All three had goals that were important to them. All three sacrificed to accomplish their goals. But not all of those goals were worthy of the sacrifices they made. Certainly it was noble for the wise men to sacrifice everything to visit a new king whose birth had been prophesied and was marked with such a great sign. I doubt, though, that they fully understood the magnitude of their decision to visit him. They went to the palace. They were expecting an earthly king. They were expecting a great ruler. Maybe they were expecting to find greetings and hospitality, maybe even a job in his royal court. They never expected to find him in a small town, in a nondescript house, with impoverished parents. But that is exactly what they did find. And they had enough confidence in the prophecy, and enough resolve to complete their goal that they presented this toddler with the gifts they had brought. When the angel came to them in a dream and told them not to return to Herod, they obeyed. They went home by another route. Their goal had changed. They were no longer seeking fame and hospitality in a warm palace, but were willing to lay down their previous goal to honor this new king that angels came to protect.
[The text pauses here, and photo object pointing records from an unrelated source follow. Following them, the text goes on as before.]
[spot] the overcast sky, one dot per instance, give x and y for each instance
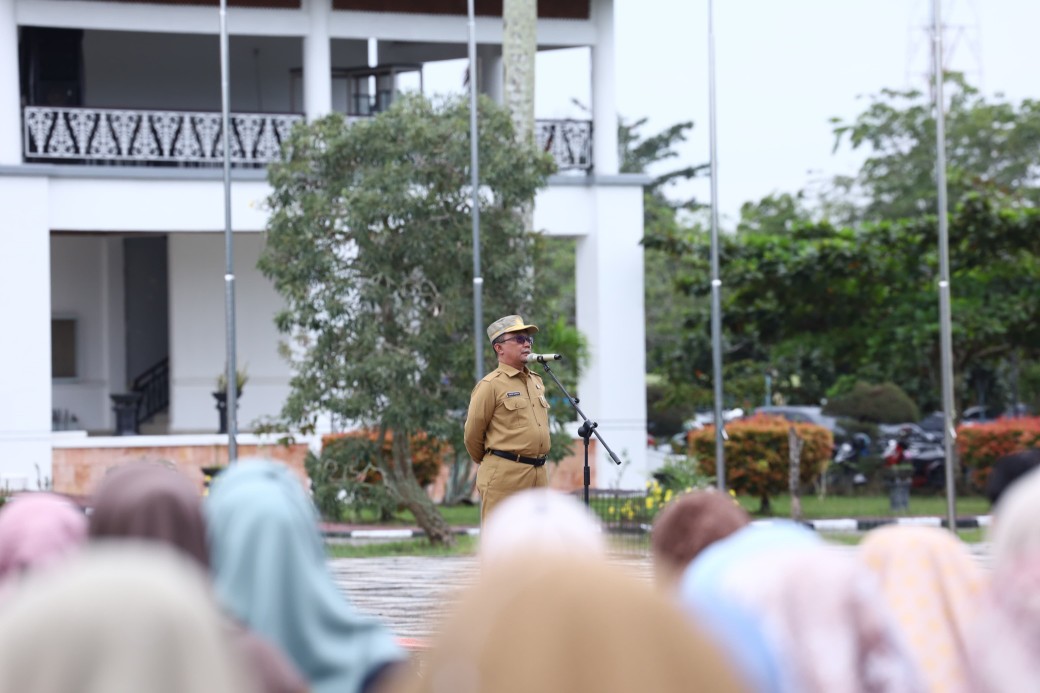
(783, 69)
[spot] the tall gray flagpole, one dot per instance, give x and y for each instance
(945, 330)
(716, 281)
(475, 183)
(229, 250)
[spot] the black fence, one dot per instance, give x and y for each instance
(627, 517)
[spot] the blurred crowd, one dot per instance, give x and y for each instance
(157, 589)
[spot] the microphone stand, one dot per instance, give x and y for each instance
(587, 430)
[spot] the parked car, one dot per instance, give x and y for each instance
(803, 414)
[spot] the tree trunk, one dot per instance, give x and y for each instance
(401, 479)
(795, 444)
(519, 47)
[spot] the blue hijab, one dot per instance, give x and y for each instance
(269, 569)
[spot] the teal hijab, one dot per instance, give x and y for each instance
(268, 565)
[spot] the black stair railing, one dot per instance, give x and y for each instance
(154, 387)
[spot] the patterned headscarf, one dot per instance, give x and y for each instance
(268, 563)
(933, 587)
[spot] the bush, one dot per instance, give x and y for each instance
(980, 445)
(757, 455)
(878, 404)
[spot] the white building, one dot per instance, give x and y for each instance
(111, 250)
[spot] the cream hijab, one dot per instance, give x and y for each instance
(933, 587)
(117, 618)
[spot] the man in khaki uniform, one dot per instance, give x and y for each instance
(508, 425)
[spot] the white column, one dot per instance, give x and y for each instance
(604, 108)
(317, 61)
(25, 353)
(611, 315)
(10, 129)
(490, 71)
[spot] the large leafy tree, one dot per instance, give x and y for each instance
(369, 245)
(992, 146)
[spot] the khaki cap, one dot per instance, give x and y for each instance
(508, 324)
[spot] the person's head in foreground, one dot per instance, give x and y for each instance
(1006, 640)
(544, 520)
(268, 563)
(1009, 469)
(933, 587)
(820, 611)
(686, 527)
(566, 624)
(118, 618)
(35, 531)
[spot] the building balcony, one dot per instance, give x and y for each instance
(111, 136)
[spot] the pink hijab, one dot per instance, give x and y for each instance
(35, 530)
(933, 586)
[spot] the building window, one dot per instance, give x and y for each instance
(63, 348)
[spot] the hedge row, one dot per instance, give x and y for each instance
(757, 454)
(980, 445)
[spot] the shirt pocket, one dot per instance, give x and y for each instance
(516, 411)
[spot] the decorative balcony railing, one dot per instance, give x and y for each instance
(196, 138)
(149, 137)
(569, 142)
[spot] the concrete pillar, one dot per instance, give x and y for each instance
(490, 71)
(317, 61)
(25, 353)
(604, 108)
(10, 119)
(611, 315)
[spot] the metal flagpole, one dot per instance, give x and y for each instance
(475, 183)
(229, 271)
(716, 281)
(945, 331)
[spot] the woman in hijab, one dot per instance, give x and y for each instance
(541, 518)
(1005, 646)
(554, 623)
(268, 562)
(933, 587)
(155, 503)
(820, 612)
(35, 530)
(117, 618)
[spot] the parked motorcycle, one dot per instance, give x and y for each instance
(921, 450)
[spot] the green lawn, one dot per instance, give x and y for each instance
(867, 506)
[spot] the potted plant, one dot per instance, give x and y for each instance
(221, 394)
(899, 478)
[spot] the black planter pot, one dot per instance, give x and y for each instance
(222, 408)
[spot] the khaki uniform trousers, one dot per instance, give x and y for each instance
(497, 479)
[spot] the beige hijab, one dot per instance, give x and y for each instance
(933, 587)
(117, 619)
(1005, 647)
(555, 624)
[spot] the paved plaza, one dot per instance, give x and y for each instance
(411, 594)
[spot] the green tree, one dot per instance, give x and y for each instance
(991, 147)
(369, 246)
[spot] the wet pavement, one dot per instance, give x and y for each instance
(412, 594)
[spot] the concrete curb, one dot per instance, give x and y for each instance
(833, 524)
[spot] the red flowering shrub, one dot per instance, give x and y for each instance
(757, 455)
(980, 445)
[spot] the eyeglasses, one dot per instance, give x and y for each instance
(520, 339)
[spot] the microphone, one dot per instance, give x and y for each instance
(542, 358)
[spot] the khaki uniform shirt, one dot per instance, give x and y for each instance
(508, 411)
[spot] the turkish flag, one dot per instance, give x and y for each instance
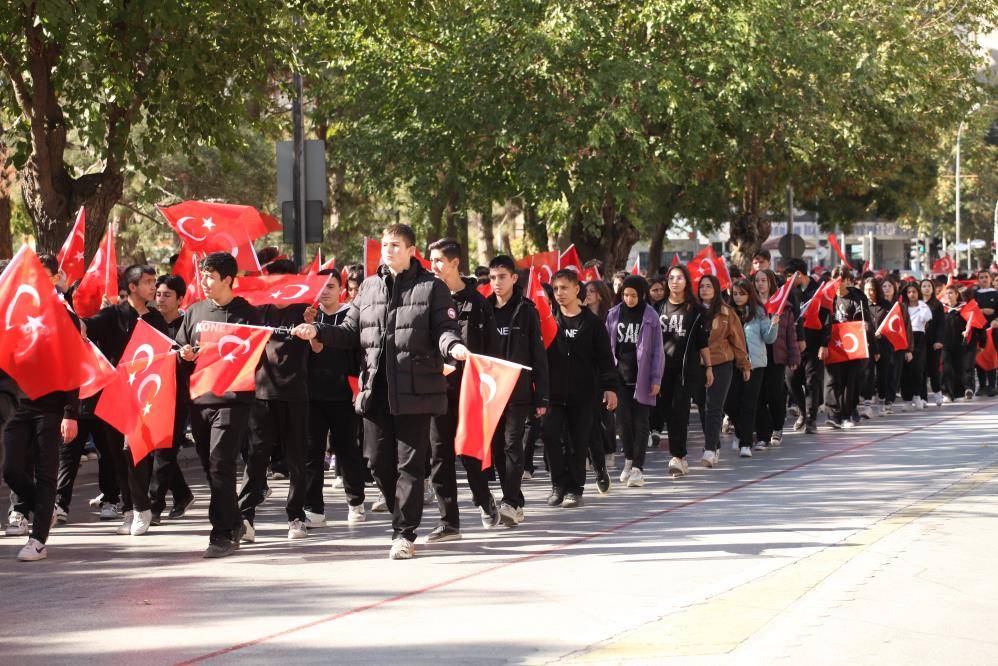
(100, 373)
(834, 242)
(708, 263)
(971, 313)
(372, 256)
(71, 255)
(214, 227)
(546, 264)
(893, 329)
(141, 401)
(539, 297)
(280, 289)
(987, 358)
(229, 356)
(41, 348)
(100, 280)
(486, 386)
(944, 264)
(778, 301)
(570, 259)
(848, 343)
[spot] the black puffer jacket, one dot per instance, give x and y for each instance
(405, 326)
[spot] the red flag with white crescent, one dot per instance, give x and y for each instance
(40, 347)
(229, 356)
(486, 386)
(71, 261)
(848, 342)
(893, 329)
(140, 402)
(280, 289)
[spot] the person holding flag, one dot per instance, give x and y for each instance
(405, 321)
(518, 326)
(218, 422)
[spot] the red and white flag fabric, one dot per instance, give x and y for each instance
(778, 301)
(848, 342)
(545, 310)
(100, 373)
(546, 264)
(41, 348)
(229, 356)
(71, 259)
(893, 329)
(486, 385)
(570, 259)
(834, 243)
(214, 227)
(280, 289)
(100, 280)
(140, 402)
(372, 256)
(708, 263)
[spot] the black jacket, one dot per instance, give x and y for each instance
(582, 367)
(329, 369)
(405, 325)
(236, 311)
(478, 328)
(524, 345)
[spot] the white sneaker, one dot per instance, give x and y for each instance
(141, 520)
(379, 505)
(33, 551)
(249, 532)
(297, 529)
(356, 514)
(402, 549)
(17, 524)
(636, 479)
(126, 524)
(314, 520)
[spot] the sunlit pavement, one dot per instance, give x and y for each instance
(875, 545)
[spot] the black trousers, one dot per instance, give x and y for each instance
(443, 468)
(633, 426)
(273, 423)
(772, 409)
(566, 434)
(678, 398)
(166, 473)
(742, 403)
(844, 387)
(507, 452)
(31, 441)
(218, 435)
(913, 372)
(334, 422)
(396, 447)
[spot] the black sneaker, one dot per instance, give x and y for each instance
(180, 508)
(219, 549)
(443, 533)
(602, 481)
(571, 501)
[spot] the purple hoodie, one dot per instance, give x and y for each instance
(651, 356)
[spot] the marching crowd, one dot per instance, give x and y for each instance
(355, 385)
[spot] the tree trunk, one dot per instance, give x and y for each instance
(655, 247)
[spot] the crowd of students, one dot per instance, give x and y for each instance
(628, 361)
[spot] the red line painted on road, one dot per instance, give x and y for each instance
(554, 549)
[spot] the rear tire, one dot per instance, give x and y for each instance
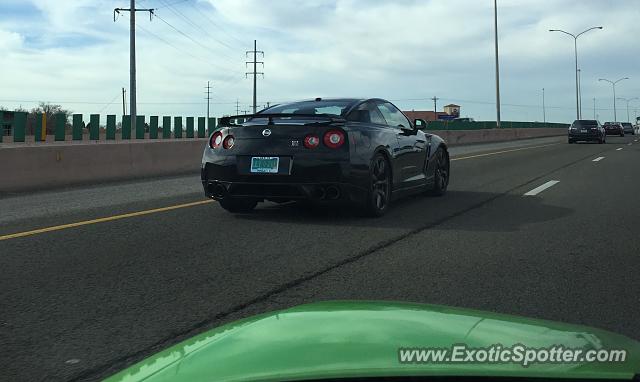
(379, 195)
(441, 173)
(238, 205)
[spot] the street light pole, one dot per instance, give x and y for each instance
(495, 25)
(575, 50)
(613, 84)
(627, 100)
(544, 111)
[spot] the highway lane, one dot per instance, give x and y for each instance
(83, 302)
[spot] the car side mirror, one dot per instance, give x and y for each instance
(420, 124)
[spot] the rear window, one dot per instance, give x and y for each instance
(336, 107)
Herod thought his goals were noble and lofty. He was wrong. It was not worth the lives of all those innocents to keep his power. It didn’t work either. He missed his target, and was powerless to stop the decay of his rule and his health. One commentary said it could have been as short as a few months after Joseph and Mary took Jesus and fled before Herod died and Joseph was given the go ahead to return. His sacrifice of others was in vain. His goals even if he had the power to make them happen, they were temporary. They were fleeting. And in the process of pursuing his own ends, he sacrificed anything that would have made a difference for eternity.
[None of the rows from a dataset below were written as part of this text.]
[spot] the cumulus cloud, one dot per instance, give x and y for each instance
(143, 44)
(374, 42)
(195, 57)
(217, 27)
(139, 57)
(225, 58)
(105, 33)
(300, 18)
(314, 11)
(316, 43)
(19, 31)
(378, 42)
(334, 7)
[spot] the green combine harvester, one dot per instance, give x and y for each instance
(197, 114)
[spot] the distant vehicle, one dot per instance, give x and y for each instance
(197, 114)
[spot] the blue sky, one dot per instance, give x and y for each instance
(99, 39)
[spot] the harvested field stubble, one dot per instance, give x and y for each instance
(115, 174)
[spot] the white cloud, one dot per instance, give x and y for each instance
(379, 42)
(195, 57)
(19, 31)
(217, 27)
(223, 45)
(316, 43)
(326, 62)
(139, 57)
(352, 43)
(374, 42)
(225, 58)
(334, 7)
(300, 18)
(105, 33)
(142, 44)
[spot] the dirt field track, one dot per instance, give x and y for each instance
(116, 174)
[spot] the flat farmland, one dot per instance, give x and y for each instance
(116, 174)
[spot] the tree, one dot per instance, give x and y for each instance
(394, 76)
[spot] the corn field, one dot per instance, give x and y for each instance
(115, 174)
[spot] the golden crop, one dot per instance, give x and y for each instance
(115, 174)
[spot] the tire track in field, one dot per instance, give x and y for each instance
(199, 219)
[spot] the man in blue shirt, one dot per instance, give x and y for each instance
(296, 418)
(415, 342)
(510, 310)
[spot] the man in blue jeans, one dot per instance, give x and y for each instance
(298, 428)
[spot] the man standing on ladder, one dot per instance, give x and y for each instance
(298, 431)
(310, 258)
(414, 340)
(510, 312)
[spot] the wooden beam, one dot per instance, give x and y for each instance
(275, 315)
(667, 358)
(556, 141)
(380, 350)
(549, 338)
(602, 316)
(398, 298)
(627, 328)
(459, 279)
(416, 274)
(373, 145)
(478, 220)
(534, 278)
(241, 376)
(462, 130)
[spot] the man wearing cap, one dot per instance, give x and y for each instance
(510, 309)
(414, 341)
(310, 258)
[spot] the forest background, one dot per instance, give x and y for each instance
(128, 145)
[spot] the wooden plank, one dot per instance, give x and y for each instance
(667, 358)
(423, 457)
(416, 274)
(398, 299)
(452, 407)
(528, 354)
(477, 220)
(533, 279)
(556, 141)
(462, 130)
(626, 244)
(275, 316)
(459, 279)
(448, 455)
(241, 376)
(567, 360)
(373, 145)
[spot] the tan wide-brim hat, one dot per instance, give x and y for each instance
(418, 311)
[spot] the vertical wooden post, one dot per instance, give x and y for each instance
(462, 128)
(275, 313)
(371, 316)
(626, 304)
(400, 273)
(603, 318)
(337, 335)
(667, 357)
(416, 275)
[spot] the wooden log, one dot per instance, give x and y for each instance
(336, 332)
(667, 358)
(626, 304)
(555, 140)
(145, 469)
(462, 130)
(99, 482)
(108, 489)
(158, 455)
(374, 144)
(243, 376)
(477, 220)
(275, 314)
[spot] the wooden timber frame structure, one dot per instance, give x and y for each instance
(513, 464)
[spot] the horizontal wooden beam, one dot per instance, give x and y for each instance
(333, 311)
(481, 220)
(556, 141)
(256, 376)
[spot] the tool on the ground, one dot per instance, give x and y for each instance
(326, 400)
Certainly the goal of Mary and Joseph were pure and correct. Their sacrifice was justified. It was the sacrifice requested and required of them by God. They left everything to carry out his command to protect Jesus and leave the country. And when it was safe, they did it again to bring him home. They were obedient. And Jesus was obedient. The Bible tells us he was obedient even unto death, even death on a cross. Their sacrifice made a difference for eternity, not just for their own souls, but the souls of all who would come after them and believe.

Their goal was worthy, their sacrifice was noble, and that is what God calls each of us to as well. He calls us to have his priorities, his goals. Sometimes like the wise men, our personal goals have to be changed in order to accomplish God’s goals. Sometimes like Herod, people make choices to sacrifice others to their own personal gain. Maybe we are those people, and we don’t even know it. How often do we sacrifice our families to pursue wealth? How often do we sacrifice other people’s well-being because it is inconvenient for us to help? How often do we sacrifice the speed limit to be a little less late? Anytime we sacrifice the eternal for the temporary, we are putting ourselves in the same boat with Herod. Whenever we sacrifice the temporary for the eternal, we build the kingdom.
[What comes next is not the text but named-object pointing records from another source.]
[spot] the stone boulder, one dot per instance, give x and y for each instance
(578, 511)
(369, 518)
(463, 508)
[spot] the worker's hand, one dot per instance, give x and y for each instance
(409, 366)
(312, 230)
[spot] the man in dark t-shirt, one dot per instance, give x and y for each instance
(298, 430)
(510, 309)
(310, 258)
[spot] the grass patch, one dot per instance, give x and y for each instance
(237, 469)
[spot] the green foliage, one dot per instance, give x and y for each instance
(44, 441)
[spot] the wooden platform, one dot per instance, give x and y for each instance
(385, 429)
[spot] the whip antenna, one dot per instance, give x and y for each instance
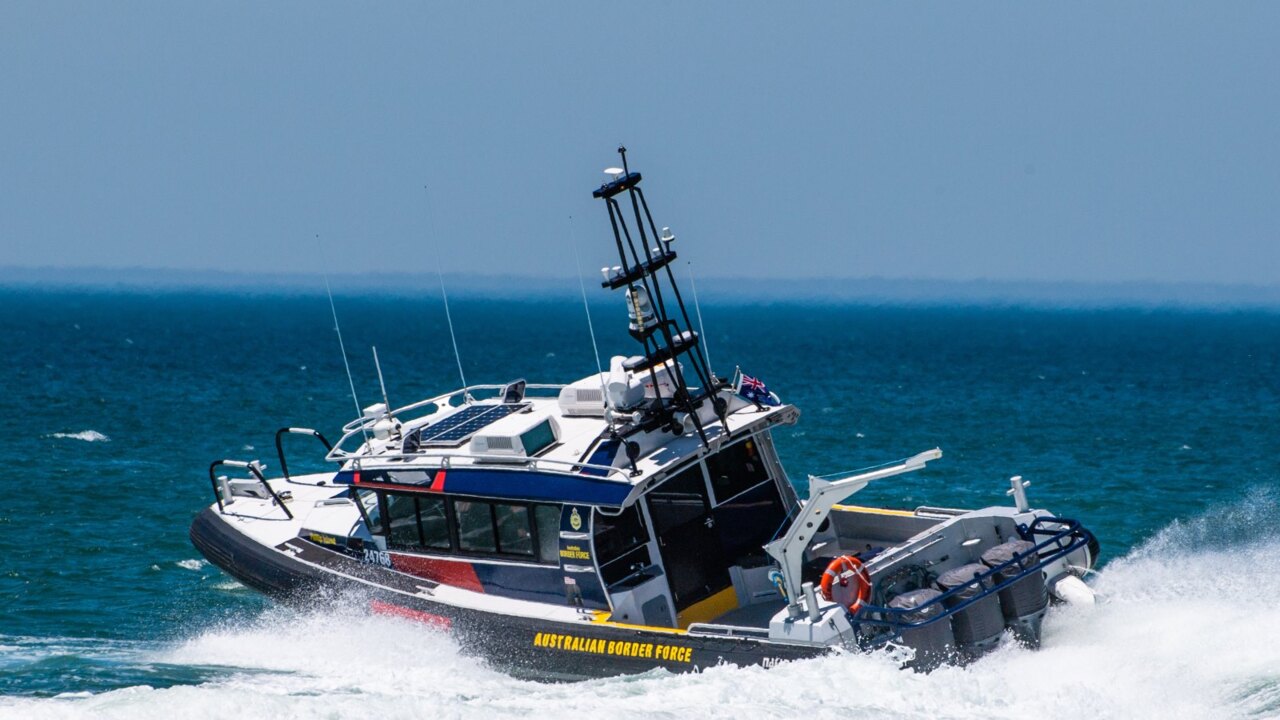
(448, 318)
(379, 365)
(590, 326)
(702, 332)
(342, 346)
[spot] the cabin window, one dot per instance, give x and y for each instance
(402, 522)
(547, 518)
(434, 522)
(475, 525)
(736, 469)
(515, 536)
(620, 543)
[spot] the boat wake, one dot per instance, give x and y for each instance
(87, 436)
(1187, 629)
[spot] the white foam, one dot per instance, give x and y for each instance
(1187, 632)
(87, 436)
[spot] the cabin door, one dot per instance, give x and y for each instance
(686, 534)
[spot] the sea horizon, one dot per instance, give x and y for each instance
(718, 290)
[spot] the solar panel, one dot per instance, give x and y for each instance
(465, 423)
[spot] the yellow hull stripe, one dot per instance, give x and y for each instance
(602, 616)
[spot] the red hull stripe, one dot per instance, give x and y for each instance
(398, 611)
(446, 572)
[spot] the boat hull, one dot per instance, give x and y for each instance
(304, 574)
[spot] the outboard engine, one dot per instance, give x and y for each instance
(1025, 601)
(978, 627)
(933, 643)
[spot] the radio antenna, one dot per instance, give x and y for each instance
(379, 365)
(702, 332)
(444, 295)
(342, 346)
(586, 306)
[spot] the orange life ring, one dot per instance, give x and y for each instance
(840, 570)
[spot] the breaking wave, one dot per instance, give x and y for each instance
(1187, 630)
(87, 436)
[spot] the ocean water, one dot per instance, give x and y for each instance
(1156, 428)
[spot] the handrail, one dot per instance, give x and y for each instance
(252, 466)
(279, 446)
(894, 618)
(461, 392)
(444, 459)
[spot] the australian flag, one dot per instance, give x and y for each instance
(754, 390)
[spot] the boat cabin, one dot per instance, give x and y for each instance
(688, 548)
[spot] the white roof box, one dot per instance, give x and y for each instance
(516, 437)
(584, 399)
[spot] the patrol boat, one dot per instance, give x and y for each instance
(638, 518)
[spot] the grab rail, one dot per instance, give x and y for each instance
(443, 460)
(279, 446)
(252, 466)
(892, 619)
(465, 393)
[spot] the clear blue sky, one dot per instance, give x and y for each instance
(1045, 141)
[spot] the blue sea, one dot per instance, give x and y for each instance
(1156, 428)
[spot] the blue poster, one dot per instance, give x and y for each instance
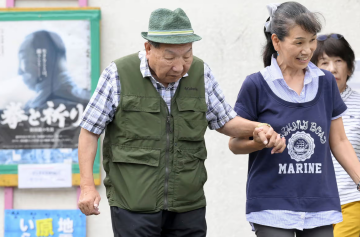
(41, 223)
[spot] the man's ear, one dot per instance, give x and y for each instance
(276, 42)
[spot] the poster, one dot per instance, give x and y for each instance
(54, 223)
(354, 81)
(52, 67)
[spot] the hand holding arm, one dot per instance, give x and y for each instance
(260, 134)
When we sacrifice for a goal, we need to be sure that the goal is worthy of the sacrifice. Whenever our goals are eternal, we can be confident that giving up everything is not too great a sacrifice. If our goals are earthly, we have to ask if they are worthy of any sacrifice at all. People routinely sacrifice their health for vanity; their children for status in their profession; their marriages for pleasure in the moment; and their souls because they are simply too busy.

As followers of Christ, we need to be different. Let us be those who will sacrifice the temporary for the things that last. Let us be the ones who sacrifice vanity for health; earthly status for the health of our children and families; momentary pleasure for the joy of long and healthy marriages; and our busy schedules so that we can nurture the greatest relationship of all—the one that is freely offered to us by the creator of the universe and the savior of the world.

Jim Elliot, a missionary pilot who gave his life to reach the lost wrote in his journal “He is no fool who gives what he cannot keep to gain that which he cannot loose.” If we could only let go of the temporary, think of the heavenly gain that would abound.